Although it is widely recognized that the current political race is between Republican candidate Donald Trump and Democratic candidate Hilary Clinton, there are many people would be at pains to remind us that there are more people in the race. Online I have been treated to a great many advertisements for the Libertarian candidate, Gary Johnson, who seeks to remind us that he is the only adult in the race and often polls at present close to 10% or so, and Green candidate Jill Stein manages to poll around 2% or so, enough to pull a Nader and give Trump a close win in some states, perhaps, like Nader did for Bush in Florida in 2000. So too in 1858 there were more than just Lincoln and Douglas competing for the Senate in Illinois that year. Although we may forget it, there was a third party challenge to Douglas that year from a Democrat who supported the president, James Buchanan, against Douglas. Of course, that third party challenge was not able to get into the debates, as Lincoln and Douglas agreed to a debate on terms that focused the attention on the two of them and denied the National Democrat challenge the opportunity to compete against Douglas from the right and allow Lincoln to have another person on the stage to tag team with in opposition to Douglas. In this, our contemporary political candidates are not so different from Lincoln and Douglas in wanting to consider themselves alone to be viable candidates.

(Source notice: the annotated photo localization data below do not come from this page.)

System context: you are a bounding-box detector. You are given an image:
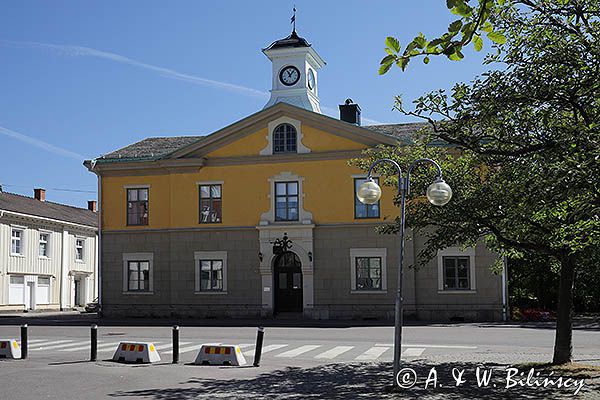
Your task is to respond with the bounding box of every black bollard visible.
[90,324,98,361]
[253,326,265,367]
[20,324,28,360]
[172,325,179,364]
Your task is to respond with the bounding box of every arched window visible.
[273,123,297,153]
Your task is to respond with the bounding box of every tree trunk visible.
[552,255,576,364]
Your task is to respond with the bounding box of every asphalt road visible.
[1,319,599,399]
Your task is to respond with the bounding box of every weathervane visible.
[291,5,296,33]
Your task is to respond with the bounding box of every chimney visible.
[34,188,46,202]
[87,200,97,212]
[339,98,361,126]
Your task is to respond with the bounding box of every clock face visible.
[307,69,315,90]
[279,66,300,86]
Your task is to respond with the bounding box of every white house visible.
[0,188,98,312]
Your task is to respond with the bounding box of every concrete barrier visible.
[112,342,160,363]
[194,344,247,366]
[0,339,21,359]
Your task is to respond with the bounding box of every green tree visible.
[370,0,599,364]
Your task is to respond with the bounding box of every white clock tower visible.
[262,29,326,113]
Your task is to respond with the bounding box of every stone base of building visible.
[101,304,503,322]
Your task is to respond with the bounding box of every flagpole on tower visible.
[291,5,296,33]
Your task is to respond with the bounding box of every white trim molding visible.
[437,247,477,292]
[196,180,224,186]
[123,184,151,189]
[349,248,388,293]
[194,251,228,293]
[260,116,311,155]
[122,252,154,294]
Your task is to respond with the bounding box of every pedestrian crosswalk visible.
[12,338,440,361]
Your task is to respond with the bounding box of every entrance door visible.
[74,279,81,307]
[25,282,35,310]
[274,251,303,313]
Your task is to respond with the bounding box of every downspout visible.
[502,256,508,321]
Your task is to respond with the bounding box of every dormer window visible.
[273,123,297,154]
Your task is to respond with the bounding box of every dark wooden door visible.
[274,252,303,313]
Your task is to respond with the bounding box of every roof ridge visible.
[0,191,95,213]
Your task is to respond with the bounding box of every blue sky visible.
[0,0,489,207]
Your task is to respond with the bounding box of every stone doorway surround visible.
[257,225,314,317]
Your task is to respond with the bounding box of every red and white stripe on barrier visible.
[112,342,160,363]
[0,339,21,359]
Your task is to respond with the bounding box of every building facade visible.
[85,30,506,321]
[0,189,98,311]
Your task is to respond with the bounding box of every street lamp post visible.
[357,158,452,387]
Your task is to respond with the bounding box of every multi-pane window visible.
[39,233,49,257]
[199,260,224,291]
[273,123,297,153]
[443,256,471,290]
[199,184,222,223]
[127,188,149,226]
[355,257,382,290]
[275,181,299,221]
[354,178,380,218]
[127,260,150,292]
[11,229,23,255]
[75,239,84,261]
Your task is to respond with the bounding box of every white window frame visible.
[10,226,25,256]
[122,252,154,294]
[259,171,313,225]
[39,231,51,258]
[194,251,228,294]
[75,237,85,262]
[260,116,310,156]
[349,248,387,293]
[437,247,477,293]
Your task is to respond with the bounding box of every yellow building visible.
[85,29,504,320]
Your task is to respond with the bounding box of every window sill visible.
[351,290,387,294]
[437,290,477,294]
[122,291,154,295]
[39,256,50,260]
[10,253,25,258]
[75,260,85,263]
[194,291,228,295]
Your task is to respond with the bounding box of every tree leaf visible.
[385,36,401,53]
[481,21,494,33]
[423,56,430,64]
[451,3,472,17]
[380,54,395,65]
[487,31,507,44]
[449,20,463,33]
[473,35,483,51]
[448,47,464,61]
[378,62,393,75]
[414,34,427,49]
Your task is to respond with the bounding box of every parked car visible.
[84,298,100,313]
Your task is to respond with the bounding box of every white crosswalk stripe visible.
[275,345,321,358]
[355,346,390,360]
[62,341,120,352]
[166,344,200,355]
[244,344,287,356]
[315,346,354,359]
[28,340,73,349]
[156,342,192,351]
[403,347,425,357]
[31,341,88,351]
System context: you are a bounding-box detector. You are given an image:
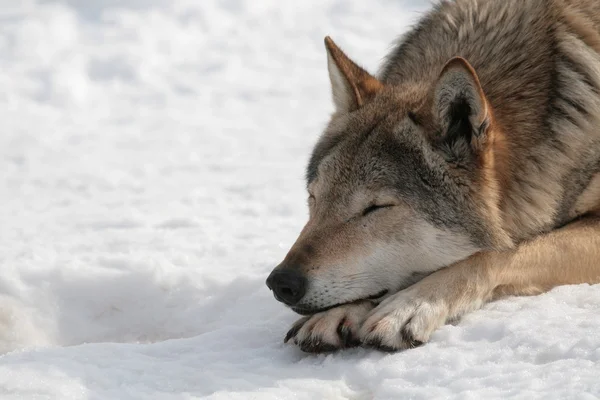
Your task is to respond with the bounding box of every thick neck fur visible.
[382,0,600,245]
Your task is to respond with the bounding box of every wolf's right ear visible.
[324,36,383,113]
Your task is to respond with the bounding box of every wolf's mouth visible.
[291,289,389,315]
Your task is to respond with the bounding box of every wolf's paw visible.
[359,286,448,351]
[284,301,374,353]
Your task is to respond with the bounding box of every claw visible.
[363,337,398,352]
[336,318,359,348]
[400,326,424,349]
[298,338,337,353]
[284,318,308,343]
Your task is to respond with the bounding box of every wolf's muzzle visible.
[266,268,307,306]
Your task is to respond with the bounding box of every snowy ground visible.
[1,0,600,398]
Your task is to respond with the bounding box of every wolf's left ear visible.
[324,36,383,113]
[433,57,490,151]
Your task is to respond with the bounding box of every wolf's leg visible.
[359,215,600,351]
[284,301,374,353]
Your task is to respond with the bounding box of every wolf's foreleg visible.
[359,215,600,351]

One of the most just complaints that could be made about the two candidates last night was that neither of them could stay on topic and both of them wanted to pivot as quickly as possible to their own talking points without answering the question asked by the ineffectual moderator. Perhaps Trump and Clinton are simply jealous of the freedom that Lincoln and Douglas had to do the same thing. There was no moderator between Lincoln and Douglas to ask the two of them questions, as instead one speaker would have a full hour to talk about whatever he wanted, the second speaker would have a full hour and a half of rejoinder, and then the first speaker would have a half hour to close, alternating during the seven debates between the two. Both of these men had their own talking points, both of them had accusations they would use against the other to score points with the elusive moderates in the middle of the state as the two of them tried to play to their base in a campaign that was harshly segmented by population with a very narrow band that was actually in play between the two. The desire to focus on one’s own message, the avoidance of certain topics, and the geographical divide between two candidates is not something that is new to our own campaign–Lincoln and Douglas, when they debated, focused mainly on nasty personal attacks and race-baiting, something that is not very unfamiliar to contemporary political campaigns, and avoided a whole host of economic issues in order to focus on social issues as well as attempts to paint the other candidate as unacceptably patriotic or moderate to be electable. Not much has changed there either.

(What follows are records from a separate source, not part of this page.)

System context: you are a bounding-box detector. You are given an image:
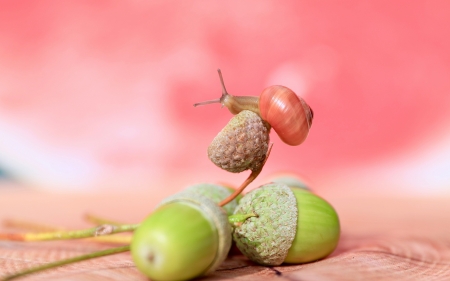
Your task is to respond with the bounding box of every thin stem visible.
[2,218,133,244]
[228,213,257,227]
[84,214,126,226]
[1,245,130,281]
[0,224,139,242]
[219,143,273,207]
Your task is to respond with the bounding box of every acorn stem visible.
[228,213,257,226]
[2,218,133,244]
[219,143,273,207]
[0,224,139,241]
[1,245,130,281]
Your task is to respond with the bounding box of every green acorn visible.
[131,192,232,281]
[207,110,270,173]
[231,183,340,266]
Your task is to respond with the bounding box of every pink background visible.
[1,1,449,196]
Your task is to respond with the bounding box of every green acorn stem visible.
[228,213,257,227]
[0,223,139,241]
[1,245,130,281]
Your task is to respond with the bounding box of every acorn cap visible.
[157,192,232,276]
[208,110,270,173]
[232,183,298,266]
[183,183,239,215]
[267,173,311,191]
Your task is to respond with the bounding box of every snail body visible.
[194,70,314,146]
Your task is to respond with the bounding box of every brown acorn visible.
[208,110,270,173]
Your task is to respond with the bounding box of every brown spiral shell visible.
[259,85,313,146]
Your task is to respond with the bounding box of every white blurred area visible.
[0,45,212,191]
[356,129,450,196]
[0,1,449,196]
[317,135,450,197]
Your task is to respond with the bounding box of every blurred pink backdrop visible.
[1,1,449,196]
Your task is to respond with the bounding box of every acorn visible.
[183,183,239,215]
[231,183,340,266]
[131,192,232,281]
[207,110,270,173]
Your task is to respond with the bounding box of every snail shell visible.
[259,85,313,146]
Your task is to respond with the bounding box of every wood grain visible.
[1,187,450,281]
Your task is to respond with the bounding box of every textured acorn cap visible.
[232,183,298,266]
[183,183,238,215]
[158,192,232,276]
[267,173,311,191]
[208,110,270,173]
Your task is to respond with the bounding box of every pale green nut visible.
[232,183,340,266]
[183,183,239,215]
[284,187,340,263]
[131,192,232,281]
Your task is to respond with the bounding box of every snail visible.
[131,192,231,281]
[194,69,314,146]
[230,182,340,265]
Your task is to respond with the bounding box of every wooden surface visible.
[1,187,450,281]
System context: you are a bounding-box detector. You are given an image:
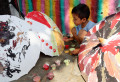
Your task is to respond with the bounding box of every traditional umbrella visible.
[78,12,120,82]
[25,11,64,56]
[0,15,41,81]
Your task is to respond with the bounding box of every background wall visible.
[11,0,120,34]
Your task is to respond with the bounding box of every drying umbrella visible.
[78,12,120,82]
[25,11,64,56]
[0,15,41,81]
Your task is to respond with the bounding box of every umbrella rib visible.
[103,26,106,38]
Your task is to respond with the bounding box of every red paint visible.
[27,21,32,25]
[100,33,120,55]
[79,45,86,53]
[43,64,49,70]
[92,26,97,34]
[109,12,120,29]
[90,51,99,72]
[47,72,54,80]
[78,53,86,71]
[53,49,56,53]
[78,44,99,72]
[78,54,84,62]
[13,40,17,48]
[86,31,91,36]
[38,36,40,38]
[79,60,84,71]
[41,39,44,42]
[115,12,120,20]
[26,11,51,28]
[65,45,69,49]
[33,76,41,82]
[100,40,119,55]
[49,46,52,49]
[46,43,48,46]
[99,21,105,30]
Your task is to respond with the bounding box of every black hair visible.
[72,3,90,20]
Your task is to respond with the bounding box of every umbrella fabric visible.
[0,15,41,81]
[78,12,120,82]
[25,11,64,56]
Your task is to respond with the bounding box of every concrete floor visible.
[12,41,85,82]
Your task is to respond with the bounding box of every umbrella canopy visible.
[0,15,41,81]
[25,11,64,56]
[78,12,120,82]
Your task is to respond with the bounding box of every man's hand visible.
[63,36,73,42]
[71,48,80,55]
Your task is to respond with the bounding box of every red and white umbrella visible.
[78,12,120,82]
[25,11,64,56]
[0,15,41,81]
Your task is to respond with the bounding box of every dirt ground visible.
[12,40,85,82]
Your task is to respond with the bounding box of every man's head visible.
[72,4,90,26]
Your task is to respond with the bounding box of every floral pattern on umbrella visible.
[0,15,41,81]
[78,12,120,82]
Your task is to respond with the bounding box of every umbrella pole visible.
[16,0,21,18]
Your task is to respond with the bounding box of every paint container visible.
[47,72,54,80]
[69,48,75,55]
[69,48,75,51]
[71,44,75,47]
[64,59,70,66]
[65,45,69,49]
[33,76,41,82]
[43,63,49,70]
[51,64,56,70]
[64,50,69,53]
[55,60,61,66]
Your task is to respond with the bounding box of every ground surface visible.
[12,40,85,82]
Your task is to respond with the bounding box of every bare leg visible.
[71,30,87,55]
[78,29,87,44]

There is, however, a clear area of difference between the Lincoln-Douglas debates and our contemporary imitations. This difference exists both in the candidates themselves and in we as voters. In the mid-1800’s, the American public was particularly astute and knowledgeable in politics. This does not mean their political views were sound–witness the fact that millions of people followed the secessionists of 1860 to fight for one of the worst causes known to mankind, worse than almost any, except perhaps Hitler’s Germany, from a nation that was at least nominally a republic–it just means that they were interested in political matters and argued about them with a great deal of seriousness. These were audiences who could relish listening to two political maestros like Lincoln and Douglas debate each other for three hours probing for weaknesses and seeking to demonstrate themselves as statesmen of the first order. Our current crop of political leaders is hopelessly outmatched as far as their sophistication as political philosophers. And we as an audience are hopelessly outmatched because we would likely be bored if we were watching the Lincoln-Douglas debates, given that most of us could not stand to listen to three hours of sustained political discussion ourselves and follow what was going on in the least. And that is our loss–see what we have to choose from. Either Lincoln or Douglas would have been light years ahead of what we have to choose between. And so we laugh, because if we did not laugh we could only cry.